Mediasi Gagal Warga Patok Tanah di KEK Tanjung Lesung

Sankyu

PANDEGLANG – Setelah mediasai dengan Pemkab Pandeglang dan BWJ pada awal pekan lalu berakhir deadlock, Kasus sengketa tanah antara warga dan ahli waris dengan PT. Banten West Java (BWJ) kian memanas. warga akhirnya mematok tanah seluas 462 hektar yang diklaim mereka.

Wacana pematokan ini sempat mendapat perlawanan dari pihak keamanan BWJ. Bahkan awak media pun sempat dilarang untuk memasuki kawasan tersebut. Namun karena warga ngotot untuk tetap mematok, akhirnya hal itu tak mampu dihalangi oleh sejumlah sekuriti yang berjaga.

Selain mematok, warga bersama ahli waris juga memasang spanduk penyataan bahwasannya tanah mereka tidak pernah dijual kepada pihak manapun.

Ketua Koperasi Serba Usaha (KSU) Bina Nusantara (Binus), Uneh Junaedi selaku perwakilan warga mengatakan, pematokan itu dilakukan warga sebagai bentuk ketegasan atas tanah yang dianggap merupakan hak mereka. Karena selama ini, BWJ dituding telah merampas harta mereka tanpa kejelasan apapun.

“Bahkan hingga kini, BWJ tidak pernah menunjukkan bukti keabsahan atas tanah yang terletak di blok 22 itu. Mereka juga tidak pernah ada iktikad untuk menyelesaikan kasus ini,” kata Uneh, Minggu (10/12/2017).

Uneh menuturkan, 271 pemilik lahan yang diserobot BWJ, telah menyatakan sikap untuk terus mempertahankan dan memperjuangkan hak mereka. Bahkan, warga juga siap untuk pasang badan menghadapi segala kemungkinan yang akan dilakukan BWJ.

“Kami kirim surat pemberitahuan izin prinsip, namun BWJ seolah berlindung di bawah PP Nomor 26 Tahun 2012 Tentang KEK Tanjung Lesung. Padahal legal standingnya, ini adalah status quo, mereka mengklaim tanpa fakta,” jelasnya.

Sekda ramadhan

Mantan Sekretaris Pansus Pembentukan Kawasan Wisata Eksklusif Tanjung Lesung itu menambahkan, warga pun merasa tak perlu menempuh jalur hukum. Soalnya, mereka meyakini bahwa tanah tersebut merupakan sah milik warga sejak tahun 1964 yang dibuktikan dengan girik.

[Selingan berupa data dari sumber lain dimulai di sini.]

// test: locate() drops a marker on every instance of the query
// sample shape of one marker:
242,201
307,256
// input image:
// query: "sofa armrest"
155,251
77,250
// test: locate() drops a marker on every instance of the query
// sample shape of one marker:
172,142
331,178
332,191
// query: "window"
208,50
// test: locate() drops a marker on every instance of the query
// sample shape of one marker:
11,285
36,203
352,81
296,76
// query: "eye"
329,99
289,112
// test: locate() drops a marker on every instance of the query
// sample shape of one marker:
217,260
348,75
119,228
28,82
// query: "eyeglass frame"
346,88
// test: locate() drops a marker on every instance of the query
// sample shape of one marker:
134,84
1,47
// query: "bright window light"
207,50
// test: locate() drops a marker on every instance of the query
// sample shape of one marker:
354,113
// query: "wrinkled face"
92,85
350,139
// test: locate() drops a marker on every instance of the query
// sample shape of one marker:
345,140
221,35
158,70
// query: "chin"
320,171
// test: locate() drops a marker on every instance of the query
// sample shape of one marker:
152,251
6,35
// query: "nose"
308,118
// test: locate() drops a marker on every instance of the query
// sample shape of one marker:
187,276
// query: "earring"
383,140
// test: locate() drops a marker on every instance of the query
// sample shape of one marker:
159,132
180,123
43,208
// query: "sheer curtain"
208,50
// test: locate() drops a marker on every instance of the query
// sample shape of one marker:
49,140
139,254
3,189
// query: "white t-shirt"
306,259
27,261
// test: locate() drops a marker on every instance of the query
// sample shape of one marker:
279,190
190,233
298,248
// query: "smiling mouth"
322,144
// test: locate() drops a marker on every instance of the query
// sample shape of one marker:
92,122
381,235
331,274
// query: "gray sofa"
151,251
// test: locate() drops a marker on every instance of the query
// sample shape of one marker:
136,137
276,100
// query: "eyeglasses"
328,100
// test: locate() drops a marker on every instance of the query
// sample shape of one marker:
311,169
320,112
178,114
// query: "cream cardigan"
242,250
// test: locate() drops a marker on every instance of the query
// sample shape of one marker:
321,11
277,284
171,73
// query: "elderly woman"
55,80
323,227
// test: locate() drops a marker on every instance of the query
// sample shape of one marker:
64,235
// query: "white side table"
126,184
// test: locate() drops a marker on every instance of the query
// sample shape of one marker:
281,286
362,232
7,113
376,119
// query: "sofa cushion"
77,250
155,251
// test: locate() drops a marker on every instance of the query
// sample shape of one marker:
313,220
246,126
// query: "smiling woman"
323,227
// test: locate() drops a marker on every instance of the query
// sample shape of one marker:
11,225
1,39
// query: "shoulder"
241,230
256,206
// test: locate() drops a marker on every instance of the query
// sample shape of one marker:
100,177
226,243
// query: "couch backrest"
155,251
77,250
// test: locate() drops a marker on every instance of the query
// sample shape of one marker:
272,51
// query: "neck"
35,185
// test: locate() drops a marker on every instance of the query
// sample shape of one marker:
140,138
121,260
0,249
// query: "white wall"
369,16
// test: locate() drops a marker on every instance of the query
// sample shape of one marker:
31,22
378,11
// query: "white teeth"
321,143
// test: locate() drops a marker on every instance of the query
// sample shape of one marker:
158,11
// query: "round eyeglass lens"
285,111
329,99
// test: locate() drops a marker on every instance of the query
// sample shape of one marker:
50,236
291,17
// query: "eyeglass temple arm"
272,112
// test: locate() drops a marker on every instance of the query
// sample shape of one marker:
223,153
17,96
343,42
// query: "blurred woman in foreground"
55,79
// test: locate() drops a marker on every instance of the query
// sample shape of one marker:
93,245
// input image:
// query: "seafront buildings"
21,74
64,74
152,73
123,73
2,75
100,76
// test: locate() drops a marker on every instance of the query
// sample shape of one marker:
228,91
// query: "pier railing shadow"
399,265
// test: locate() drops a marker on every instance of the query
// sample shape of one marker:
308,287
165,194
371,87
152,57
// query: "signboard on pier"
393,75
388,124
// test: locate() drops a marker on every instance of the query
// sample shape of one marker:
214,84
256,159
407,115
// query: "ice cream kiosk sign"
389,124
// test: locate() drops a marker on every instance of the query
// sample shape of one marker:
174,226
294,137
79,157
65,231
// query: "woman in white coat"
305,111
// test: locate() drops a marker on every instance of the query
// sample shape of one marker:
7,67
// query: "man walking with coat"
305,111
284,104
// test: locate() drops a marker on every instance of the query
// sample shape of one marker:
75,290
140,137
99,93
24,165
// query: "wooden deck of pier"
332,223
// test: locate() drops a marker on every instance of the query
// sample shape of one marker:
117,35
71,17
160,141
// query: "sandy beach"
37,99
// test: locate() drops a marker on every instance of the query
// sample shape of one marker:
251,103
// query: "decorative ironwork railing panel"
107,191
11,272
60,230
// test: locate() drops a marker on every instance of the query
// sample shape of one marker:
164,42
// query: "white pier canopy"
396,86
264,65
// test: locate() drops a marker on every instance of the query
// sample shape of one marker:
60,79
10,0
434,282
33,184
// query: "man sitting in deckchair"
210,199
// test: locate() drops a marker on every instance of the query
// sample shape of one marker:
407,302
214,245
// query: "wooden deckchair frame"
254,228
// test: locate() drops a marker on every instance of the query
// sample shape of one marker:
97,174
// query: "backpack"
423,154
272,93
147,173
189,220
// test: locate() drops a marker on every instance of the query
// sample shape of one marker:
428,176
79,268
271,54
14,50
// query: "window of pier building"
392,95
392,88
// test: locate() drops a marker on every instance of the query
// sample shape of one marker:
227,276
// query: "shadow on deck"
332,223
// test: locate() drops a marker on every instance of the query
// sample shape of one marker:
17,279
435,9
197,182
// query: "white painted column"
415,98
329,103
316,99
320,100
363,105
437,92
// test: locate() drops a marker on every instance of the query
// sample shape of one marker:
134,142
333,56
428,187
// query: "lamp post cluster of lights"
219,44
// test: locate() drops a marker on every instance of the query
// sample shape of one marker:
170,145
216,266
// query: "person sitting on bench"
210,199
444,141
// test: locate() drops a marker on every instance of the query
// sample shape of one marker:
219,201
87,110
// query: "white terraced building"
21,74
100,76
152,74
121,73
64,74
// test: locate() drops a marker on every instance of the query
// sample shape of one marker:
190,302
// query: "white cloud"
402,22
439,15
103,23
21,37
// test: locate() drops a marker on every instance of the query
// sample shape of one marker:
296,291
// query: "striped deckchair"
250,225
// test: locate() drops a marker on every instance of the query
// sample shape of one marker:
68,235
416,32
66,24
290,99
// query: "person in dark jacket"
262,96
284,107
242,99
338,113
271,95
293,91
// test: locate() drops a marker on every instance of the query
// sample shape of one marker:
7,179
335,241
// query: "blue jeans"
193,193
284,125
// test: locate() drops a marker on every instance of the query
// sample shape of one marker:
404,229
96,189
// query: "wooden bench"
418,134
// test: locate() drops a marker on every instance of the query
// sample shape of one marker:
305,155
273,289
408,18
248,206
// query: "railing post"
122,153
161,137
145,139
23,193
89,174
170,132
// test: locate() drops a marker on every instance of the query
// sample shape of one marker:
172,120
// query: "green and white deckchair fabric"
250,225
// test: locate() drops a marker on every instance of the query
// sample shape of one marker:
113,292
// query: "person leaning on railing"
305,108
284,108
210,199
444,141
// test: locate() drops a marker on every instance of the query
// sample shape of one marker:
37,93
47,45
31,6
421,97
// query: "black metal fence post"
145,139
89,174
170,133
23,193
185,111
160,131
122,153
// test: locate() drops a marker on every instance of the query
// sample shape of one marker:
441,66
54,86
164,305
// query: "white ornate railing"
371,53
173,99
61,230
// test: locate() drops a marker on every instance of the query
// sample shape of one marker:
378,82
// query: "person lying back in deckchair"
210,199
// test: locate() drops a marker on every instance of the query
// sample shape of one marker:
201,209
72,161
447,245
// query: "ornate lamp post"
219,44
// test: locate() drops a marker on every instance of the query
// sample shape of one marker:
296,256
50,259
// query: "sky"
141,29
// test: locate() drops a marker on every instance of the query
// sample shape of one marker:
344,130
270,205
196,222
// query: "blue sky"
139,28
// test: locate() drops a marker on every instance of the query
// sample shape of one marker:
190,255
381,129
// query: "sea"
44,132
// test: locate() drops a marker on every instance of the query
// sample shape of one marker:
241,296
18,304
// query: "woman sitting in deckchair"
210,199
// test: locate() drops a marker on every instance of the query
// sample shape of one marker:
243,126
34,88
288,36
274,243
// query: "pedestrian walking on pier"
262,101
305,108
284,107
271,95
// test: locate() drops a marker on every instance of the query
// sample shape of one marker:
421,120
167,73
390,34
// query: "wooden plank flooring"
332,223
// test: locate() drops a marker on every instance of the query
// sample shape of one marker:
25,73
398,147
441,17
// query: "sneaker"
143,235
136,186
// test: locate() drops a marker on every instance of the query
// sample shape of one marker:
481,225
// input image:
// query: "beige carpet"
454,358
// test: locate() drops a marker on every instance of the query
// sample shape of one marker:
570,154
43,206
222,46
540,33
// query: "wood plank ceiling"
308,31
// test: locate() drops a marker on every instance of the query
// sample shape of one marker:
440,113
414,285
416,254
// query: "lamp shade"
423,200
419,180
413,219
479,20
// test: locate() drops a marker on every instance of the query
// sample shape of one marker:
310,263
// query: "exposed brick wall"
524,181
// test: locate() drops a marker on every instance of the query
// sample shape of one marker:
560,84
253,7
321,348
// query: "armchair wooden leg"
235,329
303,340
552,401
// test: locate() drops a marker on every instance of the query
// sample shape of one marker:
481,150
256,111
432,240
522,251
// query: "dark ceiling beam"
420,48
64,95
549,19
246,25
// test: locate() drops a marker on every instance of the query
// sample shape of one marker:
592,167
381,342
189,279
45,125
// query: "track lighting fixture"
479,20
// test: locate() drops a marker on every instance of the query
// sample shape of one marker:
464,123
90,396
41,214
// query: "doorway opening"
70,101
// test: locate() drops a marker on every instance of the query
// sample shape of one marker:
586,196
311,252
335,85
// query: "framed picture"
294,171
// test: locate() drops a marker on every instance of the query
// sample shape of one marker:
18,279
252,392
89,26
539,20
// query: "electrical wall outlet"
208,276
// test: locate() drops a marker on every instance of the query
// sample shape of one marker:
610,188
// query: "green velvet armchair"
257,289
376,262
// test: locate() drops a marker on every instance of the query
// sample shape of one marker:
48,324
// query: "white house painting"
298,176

“Sejauh ini kami tidak merasa melakukan upaya hukum, karena kami meyakini bahwa tanah tersebut merupakan sah milik warga. Kami memegang teguh pada legal formal yang kami miliki berupa 271 girik,” tegas Uneh.

Salah seorang warga pemilik lahan, Hasanudin menceritakan, tanah yang dimilikinya itu merupakan tanah Eks Transmigrasi Lokal (Translok) yang digagas pemerintah pada tahun 60an.

“Tahun 1964, orang tua saya lah yang membabat dan membuka lahan di kawasan Tanjung Lesung bersama 350 sekian orang lainnya yang berasal dari Majalengka. Dimana setiap orang mendapat jatah tanah 2 hektar” terangnya.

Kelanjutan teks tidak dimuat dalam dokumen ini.